The decision on Monday was unsigned but reflected a majority on the Court. It shielded Ross, part of the executive branch, from answering lawyers’ questions in a lawsuit challenging his decision to add a citizenship question to the 2020 census form. But the court did allow questions for another official, from the Justice Department, spawning a dissent by Gorsuch and Justice Clarence Thomas that said this differentiation made no sense.

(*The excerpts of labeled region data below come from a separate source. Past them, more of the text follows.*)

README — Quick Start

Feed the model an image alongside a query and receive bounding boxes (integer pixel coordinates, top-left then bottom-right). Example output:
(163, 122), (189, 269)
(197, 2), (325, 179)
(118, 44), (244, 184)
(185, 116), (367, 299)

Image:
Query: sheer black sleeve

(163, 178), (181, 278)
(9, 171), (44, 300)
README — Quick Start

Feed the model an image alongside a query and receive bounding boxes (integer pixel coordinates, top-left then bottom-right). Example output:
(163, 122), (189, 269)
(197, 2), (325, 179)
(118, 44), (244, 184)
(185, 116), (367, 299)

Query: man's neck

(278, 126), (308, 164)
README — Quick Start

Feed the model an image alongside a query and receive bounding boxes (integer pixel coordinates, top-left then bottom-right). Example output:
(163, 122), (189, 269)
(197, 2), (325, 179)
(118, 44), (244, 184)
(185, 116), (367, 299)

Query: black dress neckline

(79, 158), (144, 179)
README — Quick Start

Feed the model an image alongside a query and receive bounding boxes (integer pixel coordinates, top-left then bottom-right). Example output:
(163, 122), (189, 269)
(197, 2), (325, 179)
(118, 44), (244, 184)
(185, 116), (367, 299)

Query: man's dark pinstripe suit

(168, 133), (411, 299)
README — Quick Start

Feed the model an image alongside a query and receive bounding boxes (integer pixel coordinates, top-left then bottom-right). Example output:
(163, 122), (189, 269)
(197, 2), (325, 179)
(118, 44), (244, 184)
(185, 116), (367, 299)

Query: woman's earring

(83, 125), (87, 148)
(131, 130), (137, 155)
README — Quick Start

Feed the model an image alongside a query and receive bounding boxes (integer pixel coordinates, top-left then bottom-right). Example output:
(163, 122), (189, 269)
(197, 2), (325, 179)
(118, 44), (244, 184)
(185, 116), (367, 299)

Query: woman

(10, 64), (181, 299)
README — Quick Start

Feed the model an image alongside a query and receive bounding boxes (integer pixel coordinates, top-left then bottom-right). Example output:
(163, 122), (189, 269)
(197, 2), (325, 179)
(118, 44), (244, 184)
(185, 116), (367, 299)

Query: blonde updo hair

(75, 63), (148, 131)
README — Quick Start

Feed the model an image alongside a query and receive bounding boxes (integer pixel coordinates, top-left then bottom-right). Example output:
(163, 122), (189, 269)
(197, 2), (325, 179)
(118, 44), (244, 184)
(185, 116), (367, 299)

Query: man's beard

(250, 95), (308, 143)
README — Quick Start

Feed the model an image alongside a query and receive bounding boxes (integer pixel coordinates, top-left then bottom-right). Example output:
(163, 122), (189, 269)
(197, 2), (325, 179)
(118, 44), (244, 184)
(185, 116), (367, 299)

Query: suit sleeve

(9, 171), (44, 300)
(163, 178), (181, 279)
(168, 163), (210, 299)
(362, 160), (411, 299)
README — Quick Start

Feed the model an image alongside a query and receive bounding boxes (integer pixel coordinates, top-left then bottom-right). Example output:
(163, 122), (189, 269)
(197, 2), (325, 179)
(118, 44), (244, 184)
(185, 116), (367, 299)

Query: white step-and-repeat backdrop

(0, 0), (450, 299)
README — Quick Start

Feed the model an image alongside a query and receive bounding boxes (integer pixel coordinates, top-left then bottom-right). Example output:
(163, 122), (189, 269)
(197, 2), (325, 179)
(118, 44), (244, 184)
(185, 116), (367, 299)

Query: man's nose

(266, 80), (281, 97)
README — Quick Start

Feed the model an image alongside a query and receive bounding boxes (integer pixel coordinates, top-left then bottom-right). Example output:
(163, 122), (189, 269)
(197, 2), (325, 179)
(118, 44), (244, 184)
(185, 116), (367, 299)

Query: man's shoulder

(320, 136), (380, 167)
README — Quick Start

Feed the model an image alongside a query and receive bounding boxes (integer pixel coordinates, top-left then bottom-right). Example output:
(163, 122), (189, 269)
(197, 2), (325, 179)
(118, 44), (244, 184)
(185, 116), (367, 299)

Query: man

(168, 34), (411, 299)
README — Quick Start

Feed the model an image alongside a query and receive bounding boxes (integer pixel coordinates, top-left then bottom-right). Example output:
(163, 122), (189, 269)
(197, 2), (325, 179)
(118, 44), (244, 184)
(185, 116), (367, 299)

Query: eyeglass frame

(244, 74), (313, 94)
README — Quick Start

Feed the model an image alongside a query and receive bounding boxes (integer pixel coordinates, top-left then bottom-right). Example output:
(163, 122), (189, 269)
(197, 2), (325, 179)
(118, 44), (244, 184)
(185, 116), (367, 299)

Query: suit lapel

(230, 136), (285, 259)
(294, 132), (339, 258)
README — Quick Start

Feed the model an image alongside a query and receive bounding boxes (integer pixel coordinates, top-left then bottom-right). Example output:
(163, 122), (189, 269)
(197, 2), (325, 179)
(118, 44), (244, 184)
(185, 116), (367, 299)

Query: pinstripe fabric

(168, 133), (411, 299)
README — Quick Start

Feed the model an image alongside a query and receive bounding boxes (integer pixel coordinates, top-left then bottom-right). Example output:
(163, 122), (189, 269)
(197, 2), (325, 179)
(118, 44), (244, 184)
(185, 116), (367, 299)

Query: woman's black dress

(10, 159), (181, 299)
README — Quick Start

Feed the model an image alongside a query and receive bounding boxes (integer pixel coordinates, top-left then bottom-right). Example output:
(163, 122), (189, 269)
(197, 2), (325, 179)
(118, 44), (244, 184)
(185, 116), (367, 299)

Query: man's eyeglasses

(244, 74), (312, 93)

Meanwhile, The Washington Post reported that the Trump administration has sought to bypass adverse lower-court rulingson some of its signature issues by seeking extraordinary relief from a refortified conservative Supreme Court. Attorney General Jeff Sessions and Solicitor General Noel J. Francisco have repeatedly gone outside the usual appellate process to get issues such as the travel ban, immigration and greater authority for top officials before the justices.

The government had asked the court to block questioning of Ross as part of a lawsuit filed by several states, including New York, and civil rights groups. The groups are seeking to stop the administration from adding a citizenship question to the U.S. Census. In all, there are six legal challenges to the question, which Ross announced in March would be added to the survey to help enforce the Voting Rights Act. The states and groups say it will intimidate some from participating and result in an inaccurate census.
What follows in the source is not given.